SEABROOK: In fact, they have been working most of the day on an energy bill that focuses, for the first time, on conservation rather than new oil and natural gas drilling. It puts new higher efficiency standards in place for everything from federal buildings down to light bulbs. It will spark new ethanol production from corn and other crops. And it pays for all of these by, in fact, revoking many of the tax breaks Republicans passed in recent years for big oil and natural gas companies.

LYDEN: I would guess that some of these members are going to be hitting the county fairs and they're going to be talking about what they have left to do.

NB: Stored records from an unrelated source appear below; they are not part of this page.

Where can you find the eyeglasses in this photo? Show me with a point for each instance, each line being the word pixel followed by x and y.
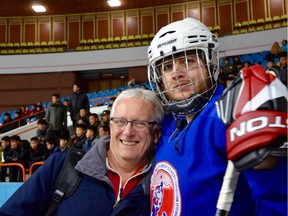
pixel 136 124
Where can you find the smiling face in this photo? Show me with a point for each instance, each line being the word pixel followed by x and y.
pixel 184 76
pixel 129 144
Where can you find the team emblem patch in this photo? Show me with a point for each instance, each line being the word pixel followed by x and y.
pixel 165 194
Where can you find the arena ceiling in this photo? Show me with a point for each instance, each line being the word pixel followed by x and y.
pixel 12 8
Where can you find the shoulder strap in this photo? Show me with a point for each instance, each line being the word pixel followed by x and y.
pixel 68 179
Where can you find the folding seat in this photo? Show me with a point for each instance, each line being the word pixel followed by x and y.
pixel 38 50
pixel 108 46
pixel 57 43
pixel 115 46
pixel 122 45
pixel 79 48
pixel 93 47
pixel 117 39
pixel 59 49
pixel 50 44
pixel 25 51
pixel 10 51
pixel 36 44
pixel 30 44
pixel 82 42
pixel 64 44
pixel 43 44
pixel 18 51
pixel 86 48
pixel 31 51
pixel 90 42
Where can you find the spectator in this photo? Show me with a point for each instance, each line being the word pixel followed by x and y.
pixel 79 138
pixel 63 143
pixel 105 118
pixel 56 115
pixel 284 46
pixel 91 138
pixel 282 67
pixel 5 125
pixel 83 113
pixel 20 154
pixel 116 171
pixel 103 130
pixel 78 100
pixel 52 145
pixel 275 49
pixel 37 151
pixel 270 64
pixel 6 155
pixel 191 156
pixel 43 129
pixel 40 112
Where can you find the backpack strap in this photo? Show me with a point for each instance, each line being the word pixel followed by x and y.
pixel 68 179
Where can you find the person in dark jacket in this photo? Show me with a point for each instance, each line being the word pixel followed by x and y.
pixel 116 170
pixel 78 100
pixel 56 115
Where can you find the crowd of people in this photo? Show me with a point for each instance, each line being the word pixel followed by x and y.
pixel 168 148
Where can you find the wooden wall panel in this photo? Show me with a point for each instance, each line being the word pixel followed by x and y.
pixel 29 29
pixel 132 22
pixel 147 21
pixel 3 30
pixel 88 26
pixel 209 13
pixel 275 7
pixel 241 11
pixel 193 10
pixel 162 17
pixel 177 12
pixel 258 9
pixel 15 27
pixel 225 18
pixel 44 29
pixel 117 26
pixel 73 31
pixel 59 28
pixel 103 25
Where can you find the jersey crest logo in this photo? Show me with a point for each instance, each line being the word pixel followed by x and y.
pixel 165 194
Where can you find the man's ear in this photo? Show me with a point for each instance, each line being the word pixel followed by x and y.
pixel 157 135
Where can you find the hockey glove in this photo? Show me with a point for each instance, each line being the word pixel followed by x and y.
pixel 254 110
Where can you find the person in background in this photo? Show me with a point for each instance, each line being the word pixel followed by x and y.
pixel 63 143
pixel 52 145
pixel 78 100
pixel 103 130
pixel 91 138
pixel 282 67
pixel 6 155
pixel 284 46
pixel 79 138
pixel 116 171
pixel 56 115
pixel 192 154
pixel 5 127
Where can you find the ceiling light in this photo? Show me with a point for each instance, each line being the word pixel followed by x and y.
pixel 114 3
pixel 39 8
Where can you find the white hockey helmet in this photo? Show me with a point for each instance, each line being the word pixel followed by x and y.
pixel 184 36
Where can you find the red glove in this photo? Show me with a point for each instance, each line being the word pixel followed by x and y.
pixel 254 110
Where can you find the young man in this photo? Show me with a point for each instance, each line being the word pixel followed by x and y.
pixel 116 171
pixel 56 115
pixel 191 156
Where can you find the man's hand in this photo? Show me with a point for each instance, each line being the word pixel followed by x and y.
pixel 254 110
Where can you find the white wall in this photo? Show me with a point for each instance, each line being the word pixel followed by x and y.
pixel 135 56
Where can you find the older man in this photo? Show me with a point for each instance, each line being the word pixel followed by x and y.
pixel 116 171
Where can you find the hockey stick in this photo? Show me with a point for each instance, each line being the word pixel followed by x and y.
pixel 227 191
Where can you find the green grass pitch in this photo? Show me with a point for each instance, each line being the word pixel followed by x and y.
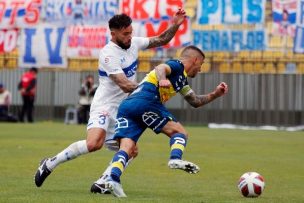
pixel 223 155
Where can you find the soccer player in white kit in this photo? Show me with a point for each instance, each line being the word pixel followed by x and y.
pixel 118 62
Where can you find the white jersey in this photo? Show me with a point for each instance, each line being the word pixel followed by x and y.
pixel 108 96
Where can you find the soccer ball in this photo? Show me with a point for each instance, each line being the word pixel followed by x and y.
pixel 251 184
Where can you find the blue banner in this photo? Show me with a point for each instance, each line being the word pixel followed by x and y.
pixel 230 40
pixel 299 37
pixel 230 11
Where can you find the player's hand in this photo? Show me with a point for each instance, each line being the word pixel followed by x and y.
pixel 179 16
pixel 164 83
pixel 221 89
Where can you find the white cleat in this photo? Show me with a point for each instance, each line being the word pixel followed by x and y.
pixel 115 188
pixel 187 166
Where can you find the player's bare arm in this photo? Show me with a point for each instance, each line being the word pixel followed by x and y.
pixel 161 72
pixel 122 81
pixel 168 34
pixel 200 100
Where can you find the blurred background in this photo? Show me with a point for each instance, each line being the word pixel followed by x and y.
pixel 255 46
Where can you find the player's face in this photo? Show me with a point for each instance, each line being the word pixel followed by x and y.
pixel 196 67
pixel 123 37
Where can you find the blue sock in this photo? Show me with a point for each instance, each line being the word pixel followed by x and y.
pixel 178 143
pixel 118 164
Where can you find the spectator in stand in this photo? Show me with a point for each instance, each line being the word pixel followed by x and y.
pixel 27 87
pixel 86 94
pixel 5 102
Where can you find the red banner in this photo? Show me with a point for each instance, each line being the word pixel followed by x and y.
pixel 8 40
pixel 19 13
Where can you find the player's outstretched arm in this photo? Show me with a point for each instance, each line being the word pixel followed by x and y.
pixel 122 81
pixel 168 34
pixel 200 100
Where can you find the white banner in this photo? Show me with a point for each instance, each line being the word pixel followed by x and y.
pixel 230 40
pixel 79 12
pixel 230 11
pixel 44 46
pixel 86 41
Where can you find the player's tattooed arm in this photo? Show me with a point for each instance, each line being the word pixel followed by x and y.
pixel 122 81
pixel 168 34
pixel 200 100
pixel 163 38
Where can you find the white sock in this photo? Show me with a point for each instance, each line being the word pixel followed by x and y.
pixel 107 172
pixel 71 152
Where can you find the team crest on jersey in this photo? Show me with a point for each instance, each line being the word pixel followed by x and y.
pixel 107 59
pixel 149 117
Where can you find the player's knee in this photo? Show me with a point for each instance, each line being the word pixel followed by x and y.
pixel 134 152
pixel 94 145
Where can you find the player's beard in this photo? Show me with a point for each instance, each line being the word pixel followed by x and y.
pixel 122 45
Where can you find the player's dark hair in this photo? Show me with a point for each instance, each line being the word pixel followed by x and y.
pixel 120 21
pixel 193 48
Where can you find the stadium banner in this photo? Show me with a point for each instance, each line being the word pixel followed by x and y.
pixel 230 12
pixel 299 35
pixel 79 12
pixel 8 40
pixel 230 40
pixel 19 14
pixel 154 27
pixel 86 41
pixel 146 9
pixel 43 46
pixel 284 17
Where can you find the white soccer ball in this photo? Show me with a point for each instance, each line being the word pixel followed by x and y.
pixel 251 184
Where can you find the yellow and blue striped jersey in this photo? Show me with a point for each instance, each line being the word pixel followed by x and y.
pixel 177 77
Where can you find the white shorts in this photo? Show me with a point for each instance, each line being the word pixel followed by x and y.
pixel 105 120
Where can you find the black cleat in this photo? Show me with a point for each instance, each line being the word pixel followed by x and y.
pixel 42 173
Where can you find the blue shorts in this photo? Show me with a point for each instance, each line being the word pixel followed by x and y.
pixel 139 111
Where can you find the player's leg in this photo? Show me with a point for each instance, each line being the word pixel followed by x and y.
pixel 178 141
pixel 119 162
pixel 99 185
pixel 113 145
pixel 95 140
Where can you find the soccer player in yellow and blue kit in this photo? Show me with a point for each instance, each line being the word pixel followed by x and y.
pixel 144 109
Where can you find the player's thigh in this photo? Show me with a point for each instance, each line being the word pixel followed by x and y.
pixel 173 127
pixel 128 145
pixel 95 138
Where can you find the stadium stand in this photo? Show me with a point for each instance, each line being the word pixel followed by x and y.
pixel 277 58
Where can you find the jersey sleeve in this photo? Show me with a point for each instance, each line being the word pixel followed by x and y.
pixel 141 42
pixel 109 64
pixel 176 67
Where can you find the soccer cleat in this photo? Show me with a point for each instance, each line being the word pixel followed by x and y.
pixel 42 173
pixel 187 166
pixel 99 186
pixel 115 187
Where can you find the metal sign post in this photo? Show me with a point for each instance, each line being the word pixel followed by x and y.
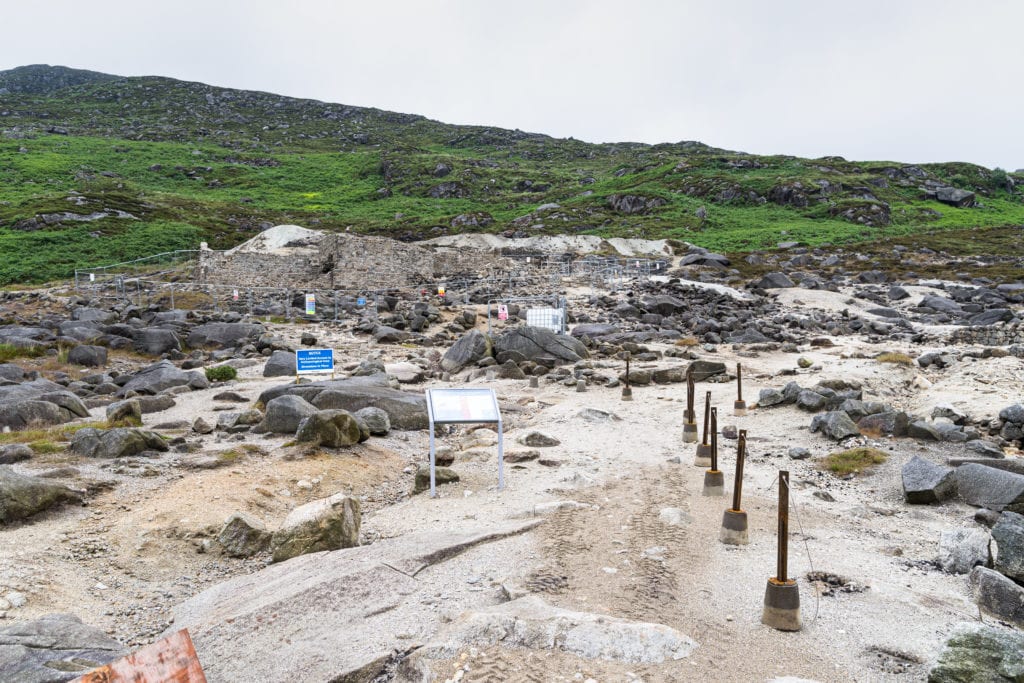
pixel 464 407
pixel 309 360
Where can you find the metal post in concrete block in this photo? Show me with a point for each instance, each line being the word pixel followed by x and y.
pixel 689 419
pixel 714 478
pixel 734 526
pixel 627 389
pixel 739 408
pixel 781 608
pixel 702 457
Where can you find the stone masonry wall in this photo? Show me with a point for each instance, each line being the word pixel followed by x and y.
pixel 344 261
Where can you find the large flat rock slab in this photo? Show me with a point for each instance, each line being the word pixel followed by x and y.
pixel 334 614
pixel 531 623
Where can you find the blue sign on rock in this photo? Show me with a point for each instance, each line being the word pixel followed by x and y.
pixel 313 360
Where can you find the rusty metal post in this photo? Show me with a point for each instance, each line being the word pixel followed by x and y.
pixel 689 419
pixel 714 478
pixel 781 606
pixel 783 526
pixel 737 484
pixel 627 389
pixel 739 407
pixel 734 525
pixel 702 457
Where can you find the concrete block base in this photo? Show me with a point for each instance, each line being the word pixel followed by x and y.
pixel 781 605
pixel 734 528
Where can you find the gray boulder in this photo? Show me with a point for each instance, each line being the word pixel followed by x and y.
pixel 989 487
pixel 14 453
pixel 406 411
pixel 961 550
pixel 244 536
pixel 836 425
pixel 11 373
pixel 889 423
pixel 23 496
pixel 120 442
pixel 53 648
pixel 387 335
pixel 1014 414
pixel 334 429
pixel 469 349
pixel 156 341
pixel 222 335
pixel 924 481
pixel 1009 536
pixel 924 430
pixel 286 413
pixel 997 595
pixel 941 304
pixel 90 356
pixel 442 475
pixel 330 523
pixel 129 410
pixel 534 343
pixel 25 414
pixel 594 330
pixel 281 364
pixel 664 305
pixel 812 401
pixel 979 653
pixel 375 419
pixel 775 281
pixel 704 370
pixel 162 376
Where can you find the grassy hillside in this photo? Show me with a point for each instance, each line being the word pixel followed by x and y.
pixel 95 169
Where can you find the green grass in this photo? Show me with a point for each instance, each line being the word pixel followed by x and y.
pixel 10 352
pixel 894 357
pixel 854 461
pixel 187 170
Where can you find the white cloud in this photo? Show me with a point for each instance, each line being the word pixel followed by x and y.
pixel 911 81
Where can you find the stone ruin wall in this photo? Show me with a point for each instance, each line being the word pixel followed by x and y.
pixel 1000 335
pixel 344 261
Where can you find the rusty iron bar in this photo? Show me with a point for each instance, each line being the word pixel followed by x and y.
pixel 704 441
pixel 783 526
pixel 737 486
pixel 691 415
pixel 714 438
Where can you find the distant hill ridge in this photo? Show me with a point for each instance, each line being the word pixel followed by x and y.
pixel 96 168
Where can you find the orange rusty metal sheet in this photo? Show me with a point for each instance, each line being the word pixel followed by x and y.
pixel 172 659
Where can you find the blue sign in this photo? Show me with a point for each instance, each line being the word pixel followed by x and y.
pixel 313 360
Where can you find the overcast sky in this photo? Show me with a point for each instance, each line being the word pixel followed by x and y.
pixel 903 80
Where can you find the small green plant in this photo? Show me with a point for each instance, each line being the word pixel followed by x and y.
pixel 62 351
pixel 221 373
pixel 10 352
pixel 898 358
pixel 853 461
pixel 43 447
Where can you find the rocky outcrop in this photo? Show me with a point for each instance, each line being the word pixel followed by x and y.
pixel 979 653
pixel 371 591
pixel 23 496
pixel 53 648
pixel 331 523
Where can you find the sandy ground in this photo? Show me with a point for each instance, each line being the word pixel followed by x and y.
pixel 124 560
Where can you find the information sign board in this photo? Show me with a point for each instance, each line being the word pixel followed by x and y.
pixel 550 318
pixel 313 360
pixel 462 407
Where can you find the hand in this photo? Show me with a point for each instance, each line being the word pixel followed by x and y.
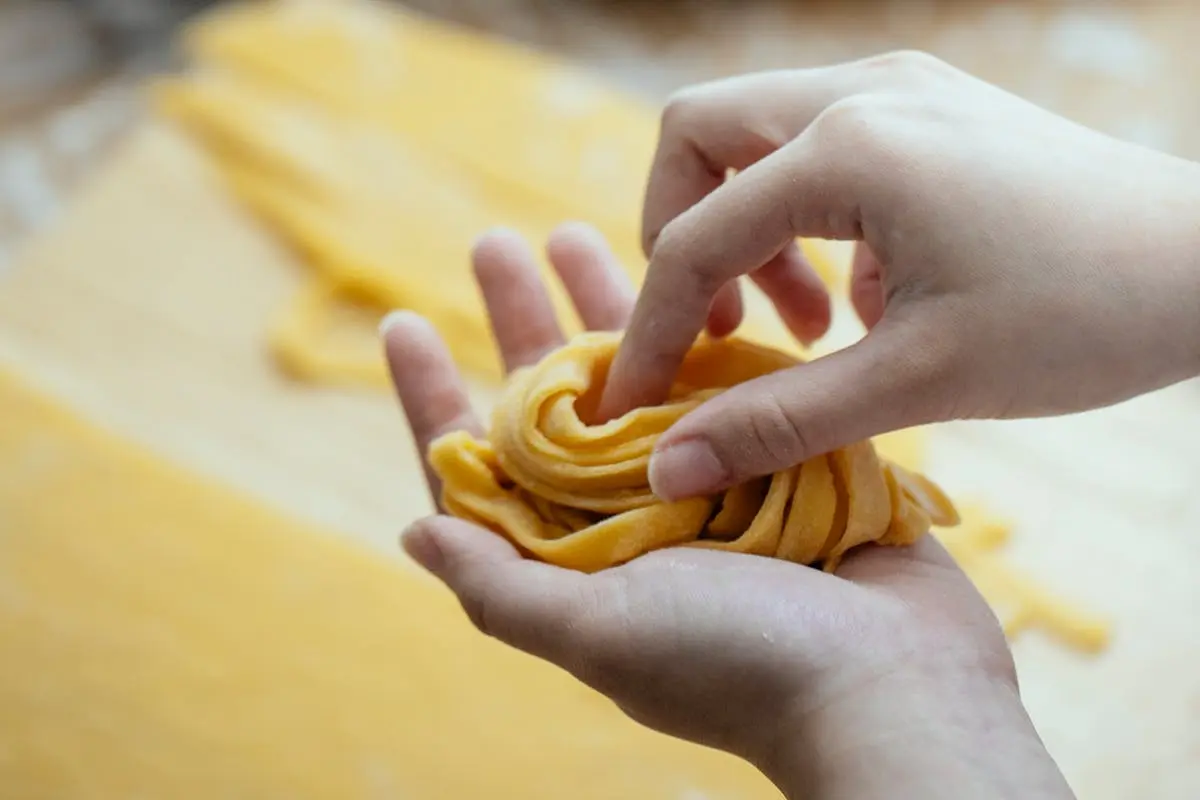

SEABROOK: That's true. That's true. But they still have - the House still has lots on its schedule today. I mean, leaders are determined to pass a massive federal spending bill to fund the Pentagon for the next year. That debate is likely to go well into the night. And then, the most contentious piece of legislation will come up - the bill to broaden the Bush administration's powers to listen in on telephone calls and other communications that are routed through the United States. This is the Foreign Intelligence Surveillance Act. And you, Jacki, and listeners, will remember it's the subject of a lot of anger from Democrats and even legal scholars who say its courts who are bypassed illegally by Mr. Bush's warrantless wiretapping program.

President Bush says he needs broadened powers to protect the country from terrorist attacks and that the Congress must pass this bill before it leaves for break.

Jacki, the Senate did give him most of what he wanted last night, although, in a temporary bill - just six months. And the House is expected to bring it up before it leaves town.

LYDEN: Do they have to bring it up today?

SEABROOK: They don't have to. You know, your assumption is right there. The president - but the president really has a trump card. I mean, Democrat - the liberal Democrats would like their leaders to bring up a bill that doesn't give him quite as much powers for quite as long. But the president has the trump card. He has the power to call an emergency session of Congress if he wants to. And he's even hinted that he might do that if the House doesn't pass the FISA bill that he wants.

So here in the Capitol, the political thinking goes that if he were to do that, if he dragged Congress back to town to pass a bill to protect Americans in the middle of August, well, that wouldn't make the Democrats look too good.

LYDEN: Okay.

SEABROOK: So they're more likely, at this point, to give the president what he wants…

LYDEN: Okay.

SEABROOK: …than risk a big showdown.